US-6889186

Method and apparatus for improving the intelligibility of digitally compressed speech

PublishedMay 3, 2005

Assigneenot available in USPTO data we have

Inventorsnot available in USPTO data we have

Technical Abstract

A system for processing a speech signal to enhance signal intelligibility identifies portions of the speech signal that include sounds that typically present intelligibility problems and modifies those portions in an appropriate manner. First, the speech signal is divided into a plurality of time-based frames. Each of the frames is then analyzed to determine a sound type associated with the frame. Selected frames are then modified based on the sound type associated with the frame or with surrounding frames.
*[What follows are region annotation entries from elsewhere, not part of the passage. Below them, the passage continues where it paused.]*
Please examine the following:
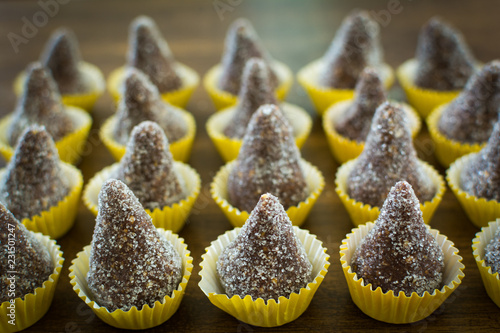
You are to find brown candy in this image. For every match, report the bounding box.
[7,63,75,147]
[0,203,54,303]
[318,11,382,89]
[227,105,308,212]
[113,68,187,145]
[351,181,444,297]
[224,58,277,139]
[217,193,312,301]
[438,60,500,143]
[127,16,182,93]
[415,17,475,91]
[484,229,500,274]
[40,28,90,94]
[460,118,500,202]
[347,102,436,207]
[110,121,186,211]
[334,67,387,142]
[217,18,278,95]
[0,126,70,220]
[87,179,182,311]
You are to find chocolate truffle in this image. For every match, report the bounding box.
[347,102,436,207]
[334,67,387,142]
[87,179,182,312]
[227,104,308,212]
[351,181,444,297]
[438,60,500,143]
[460,118,500,202]
[217,193,312,301]
[318,11,382,89]
[113,68,187,145]
[127,16,182,93]
[40,28,90,94]
[224,58,277,139]
[218,18,278,95]
[0,126,70,220]
[110,121,186,211]
[415,17,475,91]
[7,63,75,147]
[0,203,54,303]
[484,229,500,274]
For example, the amplitude of frames determined to include unvoiced plosive sounds may be boosted as these sounds are known to be important to intelligibility and are typically harder to hear than other sounds in normal speech. In a similar manner, the amplitudes of frames preceding such unvoiced plosive sounds can be reduced to better accentuate the plosive. Such techniques will make these sounds easier to distinguish upon subsequent playback.

Patent Claims

35 claims

Legal claims defining the scope of protection, as filed with the USPTO.

1. A method for processing a speech signal comprising the steps of: receiving a speech signal to be processed; dividing said speech signal into multiple frames; analyzing a frame generated in said dividing step to determine a spoken sound type associated with said frame; and modifying a sound parameter of at least one of said frame and another frame based on said spoken sound type; wherein said step of modifying at least one of said frame and another frame includes reducing an amplitude of a previous frame when said frame is determined to comprise a voiced or unvoiced plosive.

2. The method claimed in claim 1 , wherein: said step of analyzing includes performing a spectral analysis on said frame to determine a spectral content of said frame.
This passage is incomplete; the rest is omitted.